Masha Hamilton: The Camel Bookmobile

Today's guest blogger is Masha Hamilton, the author of Staircase of a Thousand Steps, The Distance Between Us and, most recently, The Camel Bookmobile, which centers on a traveling library that delivers books in a remote section of Africa. Fact and fiction merge in the story, and Masha talks about the real-life inspiration for the novel and how book groups in the U.S. have given people in Kenya the gift of the written word. If you'd like to help or see what others have done, visit the Camel Book Drive site.

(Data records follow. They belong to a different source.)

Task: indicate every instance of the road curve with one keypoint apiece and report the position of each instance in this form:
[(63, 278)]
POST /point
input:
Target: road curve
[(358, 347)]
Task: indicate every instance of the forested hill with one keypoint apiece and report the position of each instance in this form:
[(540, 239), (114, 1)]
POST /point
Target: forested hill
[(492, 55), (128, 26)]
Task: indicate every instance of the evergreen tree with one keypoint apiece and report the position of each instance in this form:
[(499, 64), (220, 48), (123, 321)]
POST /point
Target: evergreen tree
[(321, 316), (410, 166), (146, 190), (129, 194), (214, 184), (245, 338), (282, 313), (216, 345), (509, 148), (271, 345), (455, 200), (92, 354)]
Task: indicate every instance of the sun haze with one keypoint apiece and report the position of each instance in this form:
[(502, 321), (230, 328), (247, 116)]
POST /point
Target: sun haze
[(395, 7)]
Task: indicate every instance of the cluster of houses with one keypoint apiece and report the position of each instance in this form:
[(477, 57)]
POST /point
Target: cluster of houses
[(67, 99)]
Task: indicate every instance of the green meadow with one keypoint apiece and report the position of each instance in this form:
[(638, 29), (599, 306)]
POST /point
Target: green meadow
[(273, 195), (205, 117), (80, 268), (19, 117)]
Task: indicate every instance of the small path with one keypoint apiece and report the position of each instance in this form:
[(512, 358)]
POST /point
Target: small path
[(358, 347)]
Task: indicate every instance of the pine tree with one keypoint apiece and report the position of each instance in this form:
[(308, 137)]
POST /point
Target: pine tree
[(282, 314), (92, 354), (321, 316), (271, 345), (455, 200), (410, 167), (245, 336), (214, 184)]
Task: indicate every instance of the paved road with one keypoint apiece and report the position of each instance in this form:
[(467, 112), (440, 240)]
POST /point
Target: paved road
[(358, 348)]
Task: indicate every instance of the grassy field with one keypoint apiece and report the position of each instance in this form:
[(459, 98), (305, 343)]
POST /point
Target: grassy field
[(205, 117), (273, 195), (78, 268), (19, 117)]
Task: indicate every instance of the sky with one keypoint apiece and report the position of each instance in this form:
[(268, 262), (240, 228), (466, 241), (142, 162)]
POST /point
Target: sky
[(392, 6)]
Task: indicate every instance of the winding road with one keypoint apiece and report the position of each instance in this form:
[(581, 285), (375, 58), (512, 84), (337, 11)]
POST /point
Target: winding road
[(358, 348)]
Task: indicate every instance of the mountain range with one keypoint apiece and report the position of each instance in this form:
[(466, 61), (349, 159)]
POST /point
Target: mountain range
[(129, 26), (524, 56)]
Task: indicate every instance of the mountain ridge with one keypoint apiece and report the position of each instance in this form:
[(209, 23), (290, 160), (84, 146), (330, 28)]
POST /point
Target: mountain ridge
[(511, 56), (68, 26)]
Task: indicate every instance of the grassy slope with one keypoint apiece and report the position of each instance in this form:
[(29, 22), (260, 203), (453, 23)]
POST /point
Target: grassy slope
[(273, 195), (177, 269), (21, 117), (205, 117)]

Although I've had a variety of uplifting book group experiences with all three novels, The Camel Bookmobile has led to incredible interactions, ones I will never forget. It's reinforced my belief that book groups are often havens for their members, safe settings for intellectual and emotional exploration of the most intimate kind.

The Camel Bookmobile is inspired by real life. Four days a week, a camel bookmobile sweeps through the bush in northeastern Kenya in scalding temperatures to bring books to a region with absolutely no infrastructure --- no roads, no electricity, no corner shops, no villages. But while Kenyan librarians began the real-life bookmobile, the novel's characters include a librarian from Brooklyn, NY, who travels to Africa to help the project get off the ground. Through a weaving together of multiple viewpoints, the story explores the pitfalls of bringing modernity to a traditional society, as well as the ambiguous role of Americans overseas, where they often exhibit the most generous of spirits but a surprising lack of knowledge about (and sometimes, interest in) local cultures. The character of the American librarian, Fiona, sprang, in part, from what I observed during trip to Afghanistan in 2004.

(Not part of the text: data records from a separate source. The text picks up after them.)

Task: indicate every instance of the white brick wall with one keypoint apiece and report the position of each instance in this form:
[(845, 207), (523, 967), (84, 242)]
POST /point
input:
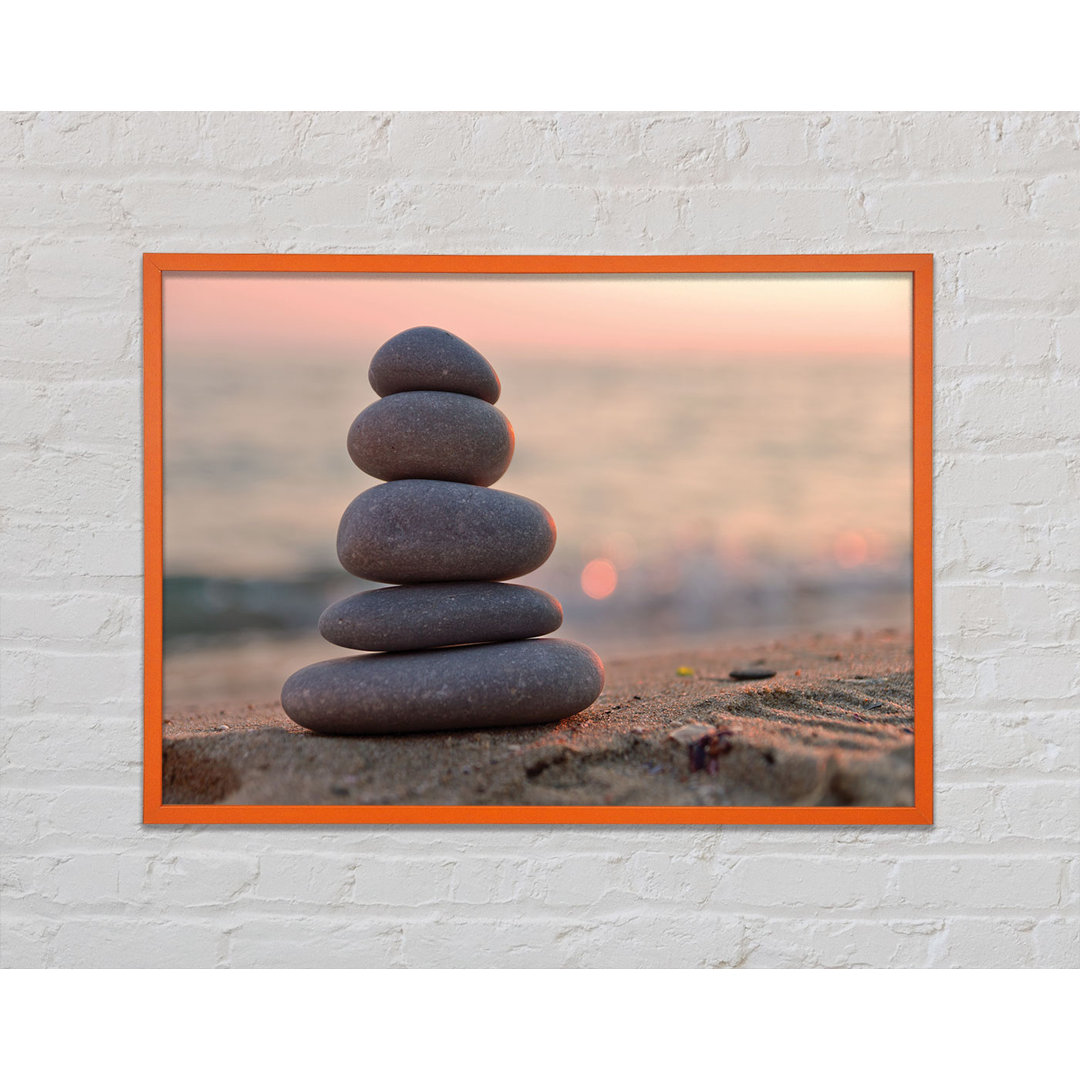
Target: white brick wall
[(995, 197)]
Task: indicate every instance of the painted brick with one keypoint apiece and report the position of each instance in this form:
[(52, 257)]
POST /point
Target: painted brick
[(986, 943), (840, 943), (947, 206), (112, 942), (933, 883), (991, 194), (1014, 273), (1057, 943), (315, 943), (752, 216)]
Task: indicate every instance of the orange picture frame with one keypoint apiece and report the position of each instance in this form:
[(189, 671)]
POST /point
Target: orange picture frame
[(920, 266)]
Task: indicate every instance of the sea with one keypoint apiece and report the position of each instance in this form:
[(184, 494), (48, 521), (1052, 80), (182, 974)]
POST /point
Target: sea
[(693, 501)]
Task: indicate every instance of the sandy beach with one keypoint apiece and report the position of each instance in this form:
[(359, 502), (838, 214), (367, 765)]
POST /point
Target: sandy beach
[(833, 727)]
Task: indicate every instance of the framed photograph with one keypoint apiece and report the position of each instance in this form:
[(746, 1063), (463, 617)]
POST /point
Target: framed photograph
[(445, 539)]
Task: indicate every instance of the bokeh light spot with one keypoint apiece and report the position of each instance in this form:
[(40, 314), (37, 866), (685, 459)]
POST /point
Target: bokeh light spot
[(598, 579)]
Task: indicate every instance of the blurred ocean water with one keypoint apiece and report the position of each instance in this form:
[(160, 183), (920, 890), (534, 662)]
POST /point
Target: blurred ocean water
[(690, 499)]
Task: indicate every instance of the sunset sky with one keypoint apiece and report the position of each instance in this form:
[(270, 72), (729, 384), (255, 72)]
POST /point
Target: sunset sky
[(768, 415), (555, 316)]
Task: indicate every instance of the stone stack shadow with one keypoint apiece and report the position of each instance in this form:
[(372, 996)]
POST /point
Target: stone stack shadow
[(450, 645)]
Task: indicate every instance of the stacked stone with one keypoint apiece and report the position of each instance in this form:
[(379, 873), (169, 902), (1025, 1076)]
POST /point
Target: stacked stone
[(450, 645)]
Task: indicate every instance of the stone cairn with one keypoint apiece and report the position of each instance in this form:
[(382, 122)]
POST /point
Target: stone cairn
[(450, 645)]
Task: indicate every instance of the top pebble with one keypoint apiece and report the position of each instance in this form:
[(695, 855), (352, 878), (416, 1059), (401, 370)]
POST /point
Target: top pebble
[(426, 358)]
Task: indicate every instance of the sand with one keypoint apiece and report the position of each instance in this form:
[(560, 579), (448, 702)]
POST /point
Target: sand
[(834, 727)]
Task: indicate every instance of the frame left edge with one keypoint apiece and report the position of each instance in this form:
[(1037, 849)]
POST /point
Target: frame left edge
[(152, 539)]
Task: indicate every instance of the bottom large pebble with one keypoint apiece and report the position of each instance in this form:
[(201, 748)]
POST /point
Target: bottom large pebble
[(472, 686)]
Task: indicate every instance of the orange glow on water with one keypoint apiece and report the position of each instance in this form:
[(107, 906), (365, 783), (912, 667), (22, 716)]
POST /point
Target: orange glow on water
[(850, 550), (598, 579)]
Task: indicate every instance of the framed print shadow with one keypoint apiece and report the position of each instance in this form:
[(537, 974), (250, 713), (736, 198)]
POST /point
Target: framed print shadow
[(538, 539)]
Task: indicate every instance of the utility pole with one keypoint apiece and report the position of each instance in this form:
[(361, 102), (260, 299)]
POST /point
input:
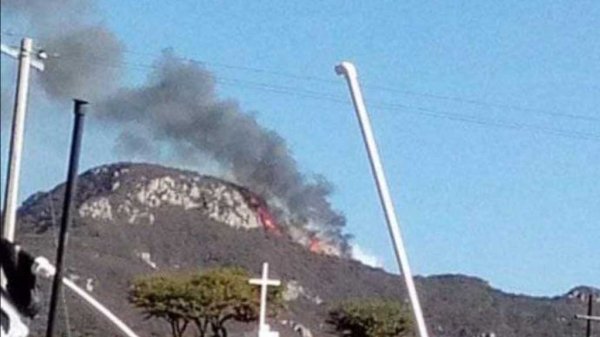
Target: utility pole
[(70, 190), (589, 317), (24, 55), (349, 71)]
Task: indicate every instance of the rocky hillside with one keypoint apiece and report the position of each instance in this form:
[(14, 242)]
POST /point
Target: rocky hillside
[(133, 219)]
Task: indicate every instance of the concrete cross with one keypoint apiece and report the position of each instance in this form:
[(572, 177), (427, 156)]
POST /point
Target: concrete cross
[(264, 282)]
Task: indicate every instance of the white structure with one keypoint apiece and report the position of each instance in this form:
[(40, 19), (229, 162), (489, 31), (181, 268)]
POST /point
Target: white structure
[(264, 330), (26, 61), (349, 71)]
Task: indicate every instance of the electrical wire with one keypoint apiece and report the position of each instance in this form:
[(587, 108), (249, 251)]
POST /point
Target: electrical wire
[(395, 107)]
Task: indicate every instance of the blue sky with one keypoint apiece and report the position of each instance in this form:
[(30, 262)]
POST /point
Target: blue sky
[(511, 204)]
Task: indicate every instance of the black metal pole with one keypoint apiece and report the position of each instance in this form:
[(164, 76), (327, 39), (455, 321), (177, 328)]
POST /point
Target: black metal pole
[(80, 107), (590, 313)]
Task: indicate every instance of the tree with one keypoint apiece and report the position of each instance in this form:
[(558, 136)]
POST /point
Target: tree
[(372, 318), (208, 300)]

Because I have spent many years as a journalist, I was afraid reporting tendencies would kick in and interfere with a novelist's need to allow the characters to resonate and be changed. So I didn't travel to Kenya to see the real camel library until the novel had already sold to HarperCollins and was in the final editing stages. Once there, many things moved me, but perhaps nothing more than the faces of youngsters when the camels arrived with their load of books. At the time, 2006, the region was enduring its third year of drought and famine on top of chronic poverty. The response to the camel library, even at such a difficult period of want, said much about the transformative power of stories. I saw first-hand how books connect us as humans, even when we live in vastly different circumstances. I saw, too, what heroes and heroines the Kenyan librarians are, and dedicated my novel to them.

I also saw the camel library badly needed more books, as well as contributions for more camels, tents to provide shade, and additional book boxes. After The Camel Bookmobile was published, book groups quickly offered to help. I heard from many groups who wanted me to speak (in person or by speakerphone) not only about some of the touchier themes of the novel, but also about that region of Kenya and how they might contribute.

The Desert Chicks book club in Arizona held a dessert and wine party and raised nearly $1,000 to send books to the library. Members of Kathy Patrick's Texas-based Pulpwood Queens Book Club, who meet in a beauty salon to discuss books amid hair dryers and curling irons, also contributed to the real camel library. The camel bookmobile volumes are either in English, Kenya's official language, or Swahili, the language of the marketplace, but recently, a book group in Australia read the novel and then got in touch to suggest raising money so local writers could collect traditional stories, write them in Somali, and get them simply published --- a wonderful way to ease the transition to the future by respecting the past.

Not only have these far-flung book lovers shown an eagerness to reach out to a remote region of Africa, they've also shown great sensitivity about wanting to provide the kinds of books that would be most useful to these semi-nomadic, fledgling readers living in a world very different from our own. Book groups are powerful. I'm thrilled that because of them, The Camel Bookmobile has played a small role in what may be the finest goal of literature --- bringing people together around a library's worth of good stories that not only entertain, but also increase understanding and broaden human connection.